Last week in Oxford I had pizzette from the wood-fired oven at Gee's (and I'll come back to Gee's in a later post), and they were very thin of crust, and with their goats' cheese and garlic or prosciutto and black olive toppings, very good indeed.
I couldn't hope to replicate the cooking conditions in a domestic kitchen, even though the Aga's roasting oven is very hot, but I thought I'd try for a thinner pizza than usual, so I turned to Hugh F-W's magic dough recipe (from River Cottage Veg Every Day,
but I used only strong plain flour instead of the mixture he specifies) and did the following:
- let the dough rise for a good hour and a half
- divided it into four pieces rather than my usual two (for 4-5 people)

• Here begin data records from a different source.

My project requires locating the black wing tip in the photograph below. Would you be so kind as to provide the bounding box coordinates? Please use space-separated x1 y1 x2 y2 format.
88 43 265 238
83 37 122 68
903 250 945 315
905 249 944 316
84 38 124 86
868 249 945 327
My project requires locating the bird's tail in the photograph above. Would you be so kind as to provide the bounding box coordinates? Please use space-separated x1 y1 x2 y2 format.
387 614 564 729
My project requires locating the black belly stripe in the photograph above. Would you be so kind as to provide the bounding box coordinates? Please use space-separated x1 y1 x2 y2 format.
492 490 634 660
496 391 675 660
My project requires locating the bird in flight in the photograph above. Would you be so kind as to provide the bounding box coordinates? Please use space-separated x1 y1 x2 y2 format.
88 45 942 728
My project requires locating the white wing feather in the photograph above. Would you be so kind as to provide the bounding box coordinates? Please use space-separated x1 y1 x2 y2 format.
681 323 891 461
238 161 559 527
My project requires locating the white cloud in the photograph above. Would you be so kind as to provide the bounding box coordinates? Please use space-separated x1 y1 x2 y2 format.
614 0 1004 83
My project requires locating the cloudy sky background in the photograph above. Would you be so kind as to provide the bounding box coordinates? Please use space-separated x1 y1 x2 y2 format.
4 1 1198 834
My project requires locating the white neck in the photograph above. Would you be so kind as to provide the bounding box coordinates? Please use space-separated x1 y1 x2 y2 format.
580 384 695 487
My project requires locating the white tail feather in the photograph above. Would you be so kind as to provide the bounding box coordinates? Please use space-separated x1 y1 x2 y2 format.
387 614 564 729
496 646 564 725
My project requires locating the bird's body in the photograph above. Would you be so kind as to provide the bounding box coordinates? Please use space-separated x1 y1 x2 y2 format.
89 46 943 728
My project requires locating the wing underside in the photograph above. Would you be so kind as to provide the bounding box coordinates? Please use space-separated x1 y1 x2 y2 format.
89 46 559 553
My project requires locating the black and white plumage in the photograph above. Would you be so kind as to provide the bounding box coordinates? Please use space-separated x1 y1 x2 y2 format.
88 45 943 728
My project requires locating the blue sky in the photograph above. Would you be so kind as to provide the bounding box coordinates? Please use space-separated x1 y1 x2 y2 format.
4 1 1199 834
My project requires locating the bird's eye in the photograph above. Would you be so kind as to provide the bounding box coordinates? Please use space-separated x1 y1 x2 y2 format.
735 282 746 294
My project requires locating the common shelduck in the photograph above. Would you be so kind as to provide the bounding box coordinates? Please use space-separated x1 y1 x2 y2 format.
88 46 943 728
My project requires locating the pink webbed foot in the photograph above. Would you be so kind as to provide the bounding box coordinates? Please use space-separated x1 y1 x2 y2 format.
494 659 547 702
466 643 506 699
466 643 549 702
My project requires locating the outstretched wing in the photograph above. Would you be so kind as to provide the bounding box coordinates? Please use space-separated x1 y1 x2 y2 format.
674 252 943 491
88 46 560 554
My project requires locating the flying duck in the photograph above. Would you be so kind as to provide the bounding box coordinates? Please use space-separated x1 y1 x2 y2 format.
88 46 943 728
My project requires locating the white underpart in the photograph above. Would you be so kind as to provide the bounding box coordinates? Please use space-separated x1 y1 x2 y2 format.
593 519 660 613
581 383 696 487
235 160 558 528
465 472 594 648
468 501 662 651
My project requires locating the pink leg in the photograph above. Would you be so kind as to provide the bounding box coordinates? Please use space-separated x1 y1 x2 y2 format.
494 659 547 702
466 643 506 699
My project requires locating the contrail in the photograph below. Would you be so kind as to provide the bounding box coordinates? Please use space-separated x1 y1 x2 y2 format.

- rolled them a bit and shaped them by hand until they were roughly the same diameter as my usual two, i.e. half as thick as normal
- pre-heated the (oiled) baking sheets
- baked the pizzas without any topping for 3-5 minutes
- gave each one a 'suggestion' of tomato sauce (Hugh's roasted tomato sauce from the Veg book again)
- added the toppings (the same ones as Gee's) and then baked them for around 8 minutes, by which time they were nicely brown, crisp, and still pleasingly thin.
There was much swapping of trays in and out and from oven floor to rack, and then to the simmering oven while the later pizzas cooked, so there was a bit of a production line going (and no chance to take pictures), but it was worth the extra faff because although I say it myself, they were the best I've ever made.